NYMEX September natural gas futures breached $3/MMBtu resistance, reaching $3.018/MMBtu on Monday, Aug. 14, but turned lower into the settle as the market considered the gains overdone. Ticking to a $2.925/MMBtu low, the contract settled 2.4 cents lower on the session at $2.959/MMBtu.
As the peak of the summer cooling season nears its end, market participants are looking to weather outlooks as they consider storage building efforts and end-of-season inventories.
Weather outlooks for the midrange period show above-average temperatures across large segments of the country through both the six- to 10-day and eight- to 14-day periods, while also outlining areas where below-average temperatures are expected.
Above-average temperatures dominate in the eastern U.S. in both periods, while portions of the central and West should see below-average temperatures that could limit overall demand for cooling and power-sector consumption of natural gas to fuel power generators.
Natural gas storage builds through the bulk of the injection season thus far have been bullish against the five-year average injections most weeks, resulting in a significant trimming of the year-on-five-year average surplus.
The closely watched surplus level was cut to just 61 Bcf, with the latest injection into the working gas supply of a modest 28 Bcf for the week to Aug. 4.
Despite the trimming of the surplus, the total supply at 3,038 Bcf is a healthy level that offers some downside pressure for values, with weekly injections expected to drive the supply to a near record level by the end of October.
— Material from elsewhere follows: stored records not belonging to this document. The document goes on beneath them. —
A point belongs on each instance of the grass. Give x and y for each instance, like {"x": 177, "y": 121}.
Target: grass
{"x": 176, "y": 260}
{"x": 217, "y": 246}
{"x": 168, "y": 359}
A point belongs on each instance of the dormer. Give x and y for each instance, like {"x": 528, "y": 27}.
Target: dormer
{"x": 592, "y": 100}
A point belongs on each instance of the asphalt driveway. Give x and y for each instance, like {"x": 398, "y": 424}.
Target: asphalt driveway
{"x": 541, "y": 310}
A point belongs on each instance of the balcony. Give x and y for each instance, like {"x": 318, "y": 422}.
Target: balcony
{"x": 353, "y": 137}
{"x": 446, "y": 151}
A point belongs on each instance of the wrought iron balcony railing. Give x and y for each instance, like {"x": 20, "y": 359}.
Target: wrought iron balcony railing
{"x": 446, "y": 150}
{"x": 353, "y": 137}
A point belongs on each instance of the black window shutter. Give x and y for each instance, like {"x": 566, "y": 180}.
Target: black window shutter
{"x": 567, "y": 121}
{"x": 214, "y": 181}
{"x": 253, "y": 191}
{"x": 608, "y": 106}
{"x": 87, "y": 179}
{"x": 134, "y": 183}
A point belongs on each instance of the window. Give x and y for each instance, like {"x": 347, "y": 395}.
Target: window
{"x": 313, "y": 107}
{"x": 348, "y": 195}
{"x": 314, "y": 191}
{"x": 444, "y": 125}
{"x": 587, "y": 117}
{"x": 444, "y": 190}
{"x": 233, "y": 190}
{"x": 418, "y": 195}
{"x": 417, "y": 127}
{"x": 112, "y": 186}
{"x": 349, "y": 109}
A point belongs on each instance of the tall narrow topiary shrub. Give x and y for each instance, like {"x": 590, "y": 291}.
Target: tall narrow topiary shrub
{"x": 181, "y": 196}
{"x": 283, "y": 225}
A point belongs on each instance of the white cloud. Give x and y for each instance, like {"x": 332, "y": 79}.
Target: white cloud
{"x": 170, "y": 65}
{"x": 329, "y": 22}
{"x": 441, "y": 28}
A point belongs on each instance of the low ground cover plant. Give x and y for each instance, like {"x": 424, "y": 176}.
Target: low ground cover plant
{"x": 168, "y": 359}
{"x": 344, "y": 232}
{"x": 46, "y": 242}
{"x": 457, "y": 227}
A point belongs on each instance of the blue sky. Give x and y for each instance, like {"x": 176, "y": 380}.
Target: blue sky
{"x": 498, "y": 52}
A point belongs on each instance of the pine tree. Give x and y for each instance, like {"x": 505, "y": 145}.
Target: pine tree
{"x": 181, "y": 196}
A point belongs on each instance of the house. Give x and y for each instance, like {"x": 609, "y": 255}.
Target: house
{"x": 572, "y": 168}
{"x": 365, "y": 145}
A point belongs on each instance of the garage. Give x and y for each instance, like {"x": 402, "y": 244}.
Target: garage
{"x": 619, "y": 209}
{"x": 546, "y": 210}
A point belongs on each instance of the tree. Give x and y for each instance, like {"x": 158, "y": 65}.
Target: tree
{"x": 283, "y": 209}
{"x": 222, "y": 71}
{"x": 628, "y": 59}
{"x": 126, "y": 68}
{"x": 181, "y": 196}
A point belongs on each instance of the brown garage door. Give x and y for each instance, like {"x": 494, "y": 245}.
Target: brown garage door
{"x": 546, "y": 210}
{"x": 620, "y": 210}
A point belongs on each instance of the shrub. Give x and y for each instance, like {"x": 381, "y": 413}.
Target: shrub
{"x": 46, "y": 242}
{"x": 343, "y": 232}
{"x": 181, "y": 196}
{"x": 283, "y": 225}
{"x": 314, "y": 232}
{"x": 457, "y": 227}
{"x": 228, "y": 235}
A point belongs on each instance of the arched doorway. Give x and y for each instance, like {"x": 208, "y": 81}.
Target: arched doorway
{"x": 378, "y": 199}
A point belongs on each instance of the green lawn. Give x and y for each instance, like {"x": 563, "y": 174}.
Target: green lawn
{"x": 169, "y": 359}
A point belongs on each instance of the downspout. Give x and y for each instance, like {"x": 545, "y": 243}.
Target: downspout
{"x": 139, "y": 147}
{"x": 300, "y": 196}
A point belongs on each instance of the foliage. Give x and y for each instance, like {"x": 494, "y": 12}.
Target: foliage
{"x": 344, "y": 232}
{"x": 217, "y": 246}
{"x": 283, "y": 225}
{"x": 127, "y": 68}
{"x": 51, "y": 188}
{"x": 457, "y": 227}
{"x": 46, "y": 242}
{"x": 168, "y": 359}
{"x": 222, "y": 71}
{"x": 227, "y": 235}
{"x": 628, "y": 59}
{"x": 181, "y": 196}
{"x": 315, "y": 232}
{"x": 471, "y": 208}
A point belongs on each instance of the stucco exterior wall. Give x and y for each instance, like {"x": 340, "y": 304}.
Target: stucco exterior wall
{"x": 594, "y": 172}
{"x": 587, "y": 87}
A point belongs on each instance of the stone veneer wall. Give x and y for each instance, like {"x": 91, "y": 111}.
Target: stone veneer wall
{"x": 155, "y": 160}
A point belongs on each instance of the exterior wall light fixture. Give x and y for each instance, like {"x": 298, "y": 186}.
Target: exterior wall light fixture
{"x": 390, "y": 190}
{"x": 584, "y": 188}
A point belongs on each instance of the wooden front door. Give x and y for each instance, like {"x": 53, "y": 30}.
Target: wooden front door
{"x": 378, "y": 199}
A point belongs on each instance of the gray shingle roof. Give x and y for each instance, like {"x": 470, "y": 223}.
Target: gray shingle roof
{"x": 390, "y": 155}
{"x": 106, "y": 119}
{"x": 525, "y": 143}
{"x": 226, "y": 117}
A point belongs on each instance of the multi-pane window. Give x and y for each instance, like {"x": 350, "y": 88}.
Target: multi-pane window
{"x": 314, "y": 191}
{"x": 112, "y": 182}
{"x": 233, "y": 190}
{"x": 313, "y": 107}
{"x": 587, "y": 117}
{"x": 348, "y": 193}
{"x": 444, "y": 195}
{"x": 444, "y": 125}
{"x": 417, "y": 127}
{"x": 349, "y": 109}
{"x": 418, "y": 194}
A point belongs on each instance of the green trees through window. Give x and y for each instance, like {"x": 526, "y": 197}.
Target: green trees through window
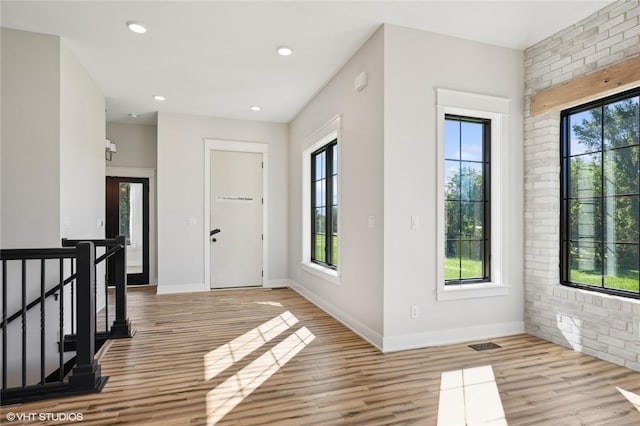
{"x": 467, "y": 207}
{"x": 324, "y": 205}
{"x": 600, "y": 195}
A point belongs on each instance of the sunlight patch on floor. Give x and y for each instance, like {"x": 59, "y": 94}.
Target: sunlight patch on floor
{"x": 470, "y": 397}
{"x": 222, "y": 399}
{"x": 276, "y": 304}
{"x": 633, "y": 398}
{"x": 226, "y": 355}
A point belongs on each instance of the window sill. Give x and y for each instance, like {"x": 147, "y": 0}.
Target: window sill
{"x": 320, "y": 271}
{"x": 471, "y": 291}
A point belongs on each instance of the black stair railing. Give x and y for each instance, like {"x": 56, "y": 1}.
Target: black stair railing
{"x": 116, "y": 276}
{"x": 84, "y": 337}
{"x": 86, "y": 375}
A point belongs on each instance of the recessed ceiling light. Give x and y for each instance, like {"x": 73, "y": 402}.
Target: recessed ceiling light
{"x": 284, "y": 51}
{"x": 136, "y": 27}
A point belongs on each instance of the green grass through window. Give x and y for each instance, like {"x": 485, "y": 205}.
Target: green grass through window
{"x": 454, "y": 268}
{"x": 319, "y": 249}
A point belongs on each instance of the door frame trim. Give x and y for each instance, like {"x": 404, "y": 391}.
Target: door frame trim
{"x": 118, "y": 171}
{"x": 235, "y": 146}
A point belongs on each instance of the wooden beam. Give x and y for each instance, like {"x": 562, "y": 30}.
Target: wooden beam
{"x": 598, "y": 84}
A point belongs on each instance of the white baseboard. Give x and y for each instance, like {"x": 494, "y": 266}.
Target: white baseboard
{"x": 356, "y": 326}
{"x": 452, "y": 336}
{"x": 280, "y": 283}
{"x": 180, "y": 288}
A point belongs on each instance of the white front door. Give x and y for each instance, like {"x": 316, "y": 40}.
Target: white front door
{"x": 236, "y": 219}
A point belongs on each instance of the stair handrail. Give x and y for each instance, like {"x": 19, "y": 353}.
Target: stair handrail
{"x": 54, "y": 253}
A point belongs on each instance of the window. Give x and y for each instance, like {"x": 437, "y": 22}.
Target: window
{"x": 324, "y": 205}
{"x": 599, "y": 214}
{"x": 467, "y": 145}
{"x": 478, "y": 191}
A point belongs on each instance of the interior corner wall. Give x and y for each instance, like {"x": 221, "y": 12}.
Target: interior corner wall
{"x": 600, "y": 325}
{"x": 135, "y": 143}
{"x": 82, "y": 168}
{"x": 357, "y": 300}
{"x": 180, "y": 172}
{"x": 136, "y": 157}
{"x": 30, "y": 140}
{"x": 416, "y": 63}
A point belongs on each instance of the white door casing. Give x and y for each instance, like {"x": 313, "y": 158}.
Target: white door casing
{"x": 236, "y": 202}
{"x": 236, "y": 211}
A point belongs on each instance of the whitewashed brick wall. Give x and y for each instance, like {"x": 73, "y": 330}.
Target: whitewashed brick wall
{"x": 603, "y": 326}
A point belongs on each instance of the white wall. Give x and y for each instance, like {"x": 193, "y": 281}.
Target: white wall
{"x": 416, "y": 63}
{"x": 136, "y": 145}
{"x": 30, "y": 135}
{"x": 136, "y": 156}
{"x": 82, "y": 168}
{"x": 357, "y": 300}
{"x": 180, "y": 201}
{"x": 52, "y": 173}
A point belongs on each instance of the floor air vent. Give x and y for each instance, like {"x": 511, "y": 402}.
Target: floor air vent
{"x": 484, "y": 346}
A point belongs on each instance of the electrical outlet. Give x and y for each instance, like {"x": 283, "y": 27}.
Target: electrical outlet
{"x": 415, "y": 311}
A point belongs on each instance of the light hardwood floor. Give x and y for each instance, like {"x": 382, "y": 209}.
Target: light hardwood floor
{"x": 170, "y": 373}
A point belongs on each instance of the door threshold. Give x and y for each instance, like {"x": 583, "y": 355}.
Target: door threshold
{"x": 245, "y": 287}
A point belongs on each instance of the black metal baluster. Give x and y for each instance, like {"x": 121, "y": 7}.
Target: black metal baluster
{"x": 95, "y": 292}
{"x": 4, "y": 324}
{"x": 73, "y": 303}
{"x": 42, "y": 321}
{"x": 106, "y": 293}
{"x": 24, "y": 323}
{"x": 61, "y": 345}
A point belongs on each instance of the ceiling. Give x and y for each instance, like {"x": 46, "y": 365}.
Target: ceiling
{"x": 218, "y": 58}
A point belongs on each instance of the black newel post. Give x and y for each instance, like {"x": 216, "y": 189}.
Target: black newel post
{"x": 121, "y": 325}
{"x": 86, "y": 373}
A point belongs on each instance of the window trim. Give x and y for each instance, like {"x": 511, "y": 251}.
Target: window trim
{"x": 486, "y": 199}
{"x": 325, "y": 134}
{"x": 496, "y": 109}
{"x": 565, "y": 187}
{"x": 328, "y": 150}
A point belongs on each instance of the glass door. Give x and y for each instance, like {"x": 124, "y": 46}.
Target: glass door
{"x": 127, "y": 214}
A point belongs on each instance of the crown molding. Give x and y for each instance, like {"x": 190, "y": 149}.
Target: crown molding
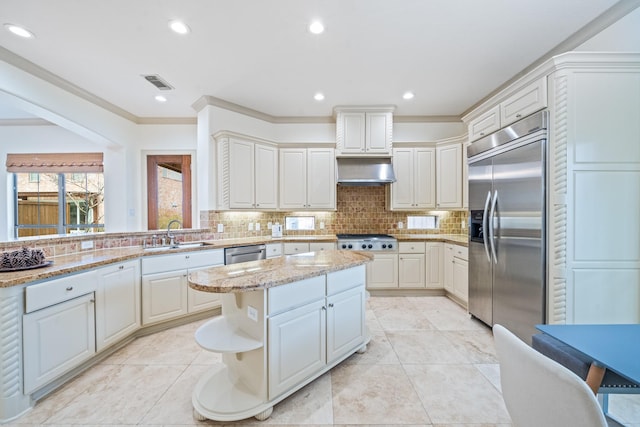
{"x": 25, "y": 122}
{"x": 595, "y": 26}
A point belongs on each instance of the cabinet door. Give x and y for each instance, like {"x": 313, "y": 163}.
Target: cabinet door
{"x": 433, "y": 265}
{"x": 345, "y": 322}
{"x": 382, "y": 272}
{"x": 117, "y": 302}
{"x": 425, "y": 177}
{"x": 57, "y": 339}
{"x": 164, "y": 296}
{"x": 449, "y": 171}
{"x": 241, "y": 174}
{"x": 378, "y": 134}
{"x": 485, "y": 124}
{"x": 461, "y": 279}
{"x": 448, "y": 268}
{"x": 353, "y": 133}
{"x": 266, "y": 177}
{"x": 321, "y": 178}
{"x": 411, "y": 271}
{"x": 297, "y": 346}
{"x": 293, "y": 178}
{"x": 200, "y": 300}
{"x": 402, "y": 191}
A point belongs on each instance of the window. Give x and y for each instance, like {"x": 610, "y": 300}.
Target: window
{"x": 57, "y": 193}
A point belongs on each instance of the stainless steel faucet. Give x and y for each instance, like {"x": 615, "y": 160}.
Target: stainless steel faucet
{"x": 170, "y": 235}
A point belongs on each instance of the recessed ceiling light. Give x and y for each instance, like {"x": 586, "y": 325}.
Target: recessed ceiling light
{"x": 19, "y": 31}
{"x": 316, "y": 27}
{"x": 408, "y": 95}
{"x": 179, "y": 27}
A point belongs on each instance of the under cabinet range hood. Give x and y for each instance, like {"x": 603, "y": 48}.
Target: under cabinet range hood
{"x": 368, "y": 171}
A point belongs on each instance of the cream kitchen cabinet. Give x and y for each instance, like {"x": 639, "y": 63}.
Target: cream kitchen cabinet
{"x": 456, "y": 276}
{"x": 434, "y": 265}
{"x": 382, "y": 272}
{"x": 523, "y": 102}
{"x": 307, "y": 178}
{"x": 411, "y": 265}
{"x": 58, "y": 328}
{"x": 415, "y": 186}
{"x": 364, "y": 131}
{"x": 165, "y": 291}
{"x": 449, "y": 176}
{"x": 117, "y": 302}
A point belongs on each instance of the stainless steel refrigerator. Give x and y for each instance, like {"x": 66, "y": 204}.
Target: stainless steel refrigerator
{"x": 507, "y": 260}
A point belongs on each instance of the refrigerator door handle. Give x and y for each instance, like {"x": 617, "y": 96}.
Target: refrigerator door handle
{"x": 491, "y": 230}
{"x": 484, "y": 225}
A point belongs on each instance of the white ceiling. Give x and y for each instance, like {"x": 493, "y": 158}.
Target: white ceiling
{"x": 259, "y": 54}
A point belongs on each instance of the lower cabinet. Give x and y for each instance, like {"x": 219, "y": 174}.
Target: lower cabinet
{"x": 56, "y": 339}
{"x": 117, "y": 302}
{"x": 382, "y": 272}
{"x": 165, "y": 287}
{"x": 303, "y": 340}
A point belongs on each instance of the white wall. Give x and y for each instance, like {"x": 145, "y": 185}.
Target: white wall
{"x": 622, "y": 36}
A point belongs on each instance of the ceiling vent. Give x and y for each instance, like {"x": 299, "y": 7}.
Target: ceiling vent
{"x": 158, "y": 82}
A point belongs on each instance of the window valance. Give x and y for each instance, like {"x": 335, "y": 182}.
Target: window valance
{"x": 55, "y": 162}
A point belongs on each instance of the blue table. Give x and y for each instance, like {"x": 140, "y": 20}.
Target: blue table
{"x": 614, "y": 347}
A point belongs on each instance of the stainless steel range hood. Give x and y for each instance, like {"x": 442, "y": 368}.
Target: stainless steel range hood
{"x": 365, "y": 171}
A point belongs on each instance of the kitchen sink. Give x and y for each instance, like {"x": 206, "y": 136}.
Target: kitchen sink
{"x": 187, "y": 245}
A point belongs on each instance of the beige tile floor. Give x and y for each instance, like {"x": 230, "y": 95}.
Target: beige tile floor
{"x": 428, "y": 364}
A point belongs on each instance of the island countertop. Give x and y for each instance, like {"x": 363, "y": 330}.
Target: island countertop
{"x": 254, "y": 275}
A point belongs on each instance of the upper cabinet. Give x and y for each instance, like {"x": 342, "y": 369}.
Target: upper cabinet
{"x": 415, "y": 186}
{"x": 307, "y": 178}
{"x": 247, "y": 174}
{"x": 364, "y": 131}
{"x": 521, "y": 103}
{"x": 449, "y": 176}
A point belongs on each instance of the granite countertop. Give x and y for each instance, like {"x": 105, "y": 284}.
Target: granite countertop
{"x": 253, "y": 275}
{"x": 66, "y": 264}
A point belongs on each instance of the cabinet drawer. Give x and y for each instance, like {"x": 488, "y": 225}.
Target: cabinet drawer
{"x": 321, "y": 246}
{"x": 295, "y": 294}
{"x": 199, "y": 259}
{"x": 339, "y": 281}
{"x": 461, "y": 252}
{"x": 274, "y": 250}
{"x": 411, "y": 247}
{"x": 55, "y": 291}
{"x": 295, "y": 248}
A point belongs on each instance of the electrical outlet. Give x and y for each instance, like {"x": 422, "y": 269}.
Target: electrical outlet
{"x": 252, "y": 313}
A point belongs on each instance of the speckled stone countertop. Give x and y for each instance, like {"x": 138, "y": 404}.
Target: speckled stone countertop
{"x": 81, "y": 261}
{"x": 458, "y": 239}
{"x": 248, "y": 276}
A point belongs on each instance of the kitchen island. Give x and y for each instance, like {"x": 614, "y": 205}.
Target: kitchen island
{"x": 285, "y": 322}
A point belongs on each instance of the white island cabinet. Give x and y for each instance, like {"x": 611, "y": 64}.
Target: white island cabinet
{"x": 278, "y": 334}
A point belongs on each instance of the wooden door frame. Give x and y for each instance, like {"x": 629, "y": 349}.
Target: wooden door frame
{"x": 152, "y": 187}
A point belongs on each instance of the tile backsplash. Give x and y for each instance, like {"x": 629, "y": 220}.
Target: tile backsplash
{"x": 359, "y": 210}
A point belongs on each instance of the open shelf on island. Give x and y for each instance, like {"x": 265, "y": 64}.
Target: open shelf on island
{"x": 220, "y": 336}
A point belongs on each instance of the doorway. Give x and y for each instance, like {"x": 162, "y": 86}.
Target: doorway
{"x": 168, "y": 190}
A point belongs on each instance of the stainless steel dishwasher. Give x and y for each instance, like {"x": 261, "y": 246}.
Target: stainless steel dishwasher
{"x": 239, "y": 254}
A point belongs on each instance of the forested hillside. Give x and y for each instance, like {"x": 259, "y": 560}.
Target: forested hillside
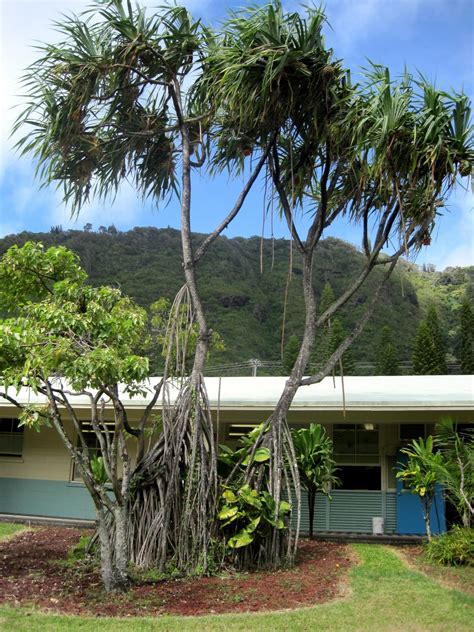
{"x": 246, "y": 305}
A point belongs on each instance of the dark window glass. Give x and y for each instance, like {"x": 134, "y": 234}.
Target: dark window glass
{"x": 412, "y": 431}
{"x": 359, "y": 477}
{"x": 92, "y": 443}
{"x": 356, "y": 443}
{"x": 11, "y": 437}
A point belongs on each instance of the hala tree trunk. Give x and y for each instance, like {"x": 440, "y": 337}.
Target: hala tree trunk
{"x": 176, "y": 484}
{"x": 311, "y": 502}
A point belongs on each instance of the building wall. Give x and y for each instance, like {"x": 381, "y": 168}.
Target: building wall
{"x": 39, "y": 483}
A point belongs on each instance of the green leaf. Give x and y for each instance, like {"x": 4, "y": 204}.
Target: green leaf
{"x": 227, "y": 512}
{"x": 229, "y": 496}
{"x": 243, "y": 538}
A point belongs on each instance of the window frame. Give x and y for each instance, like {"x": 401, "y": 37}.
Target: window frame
{"x": 12, "y": 433}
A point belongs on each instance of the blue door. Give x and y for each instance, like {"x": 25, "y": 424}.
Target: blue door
{"x": 410, "y": 513}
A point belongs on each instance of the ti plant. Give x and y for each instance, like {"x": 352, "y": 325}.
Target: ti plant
{"x": 420, "y": 473}
{"x": 245, "y": 514}
{"x": 316, "y": 466}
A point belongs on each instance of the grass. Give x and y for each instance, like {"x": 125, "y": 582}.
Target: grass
{"x": 8, "y": 529}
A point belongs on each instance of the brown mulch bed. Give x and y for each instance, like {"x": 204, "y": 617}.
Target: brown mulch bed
{"x": 31, "y": 572}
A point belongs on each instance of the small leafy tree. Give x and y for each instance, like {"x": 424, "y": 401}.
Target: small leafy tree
{"x": 421, "y": 473}
{"x": 316, "y": 466}
{"x": 62, "y": 338}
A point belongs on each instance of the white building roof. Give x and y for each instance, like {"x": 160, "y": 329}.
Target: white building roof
{"x": 439, "y": 392}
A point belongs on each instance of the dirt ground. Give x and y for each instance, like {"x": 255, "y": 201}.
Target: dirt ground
{"x": 33, "y": 571}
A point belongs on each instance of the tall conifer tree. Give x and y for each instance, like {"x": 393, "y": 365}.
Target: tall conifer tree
{"x": 467, "y": 338}
{"x": 425, "y": 356}
{"x": 387, "y": 354}
{"x": 432, "y": 321}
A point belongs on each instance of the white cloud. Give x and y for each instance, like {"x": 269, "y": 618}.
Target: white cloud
{"x": 353, "y": 20}
{"x": 123, "y": 212}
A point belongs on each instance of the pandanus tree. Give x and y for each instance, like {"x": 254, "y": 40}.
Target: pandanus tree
{"x": 382, "y": 155}
{"x": 153, "y": 99}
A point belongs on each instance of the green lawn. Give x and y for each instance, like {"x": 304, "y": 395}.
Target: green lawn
{"x": 384, "y": 595}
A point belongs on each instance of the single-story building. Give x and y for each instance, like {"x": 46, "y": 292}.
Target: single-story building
{"x": 380, "y": 414}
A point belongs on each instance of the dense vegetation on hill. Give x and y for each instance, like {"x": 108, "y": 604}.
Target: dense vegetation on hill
{"x": 246, "y": 305}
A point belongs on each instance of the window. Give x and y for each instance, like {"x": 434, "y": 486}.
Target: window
{"x": 356, "y": 443}
{"x": 361, "y": 477}
{"x": 411, "y": 431}
{"x": 11, "y": 437}
{"x": 356, "y": 451}
{"x": 92, "y": 443}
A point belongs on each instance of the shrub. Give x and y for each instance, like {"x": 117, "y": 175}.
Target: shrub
{"x": 454, "y": 548}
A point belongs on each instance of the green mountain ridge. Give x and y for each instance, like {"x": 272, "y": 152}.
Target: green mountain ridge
{"x": 246, "y": 304}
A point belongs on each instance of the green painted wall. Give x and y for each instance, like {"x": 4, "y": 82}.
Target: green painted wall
{"x": 351, "y": 511}
{"x": 45, "y": 498}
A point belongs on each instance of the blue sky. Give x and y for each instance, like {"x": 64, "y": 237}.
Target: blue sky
{"x": 433, "y": 36}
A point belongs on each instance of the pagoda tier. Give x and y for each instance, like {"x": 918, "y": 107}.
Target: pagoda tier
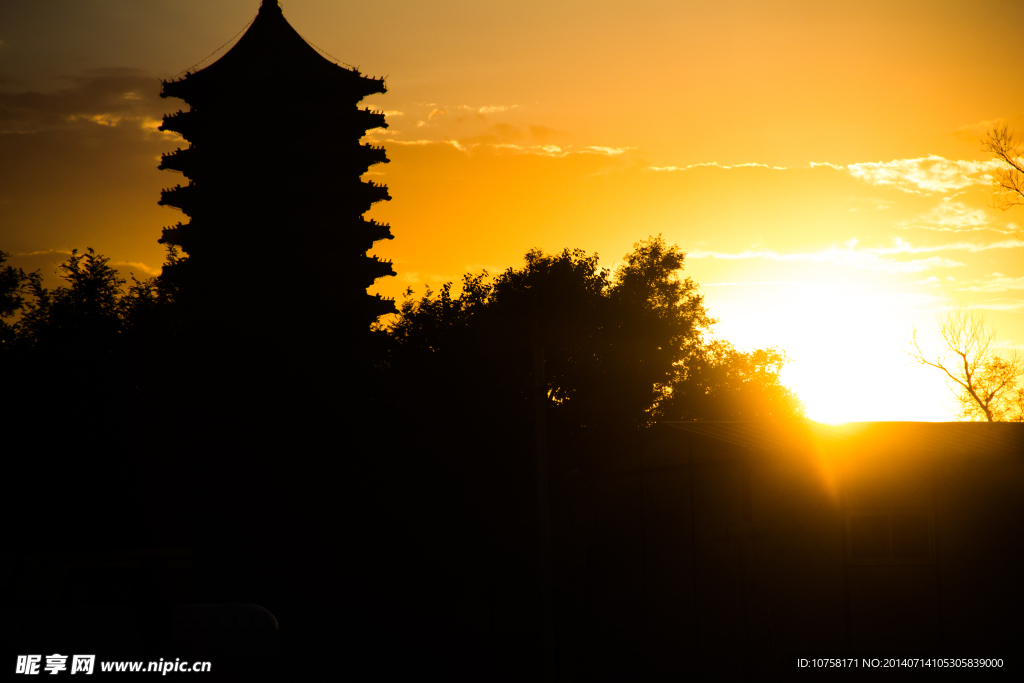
{"x": 273, "y": 167}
The natural gas storage is expected to exceed 3,900 Bcf by the end of October, according to the latest U.S. Energy Information Administration forecast. This will equal the five-year average but fall short of the record 4,045 Bcf at the end of the 2016 injection season.
While the summer cooling season nears its end, the peak of the hurricane season is just ahead and activity in the tropics have picked up pace, providing a backdrop of concern for the market.
The National Hurricane Center, or NHC, is currently monitoring Tropical Storm Gert, which at 11 a.m. ET was situated about 460 miles west-southwest of Bermuda, moving north near 8 mph and packing sustained winds of 60 mph. The NHC expects the system to make a gradual turn toward the northeast with an increase in forward speed over the next 48 hours.
An additional disturbance situated several hundred miles west-southwest of Cabo Verde Islands at 2 p.m. ET is being monitored for development with a 30% chance of formation within the next 48 hours and a 60% chance over the next five days.
Trades in the day-ahead markets were done at higher prices as demand outlooks point upward in most regions.
At Transco Zone 6 NY, a gain of nearly $1.15 drove the index to more than $2.85. Added support came from pipeline capacity constraints. Tetco-M3 added nearly 25 cents, driving the index there to near $1.85. At the Henry Hub, trades were boosted about 5 cents to an index atop $2.95, while Waha bucked the wider trend, slipping by less than 1 cent to an index near $2.75. Chicago joined the broader uptrend, adding about 1 cent to an index near $2.90. In the West, SoCal Border trade was up more than 1 cent to an index near $2.75, while PG&E Gate bucked the trend with a loss of about 1 cent to an index below $3.30.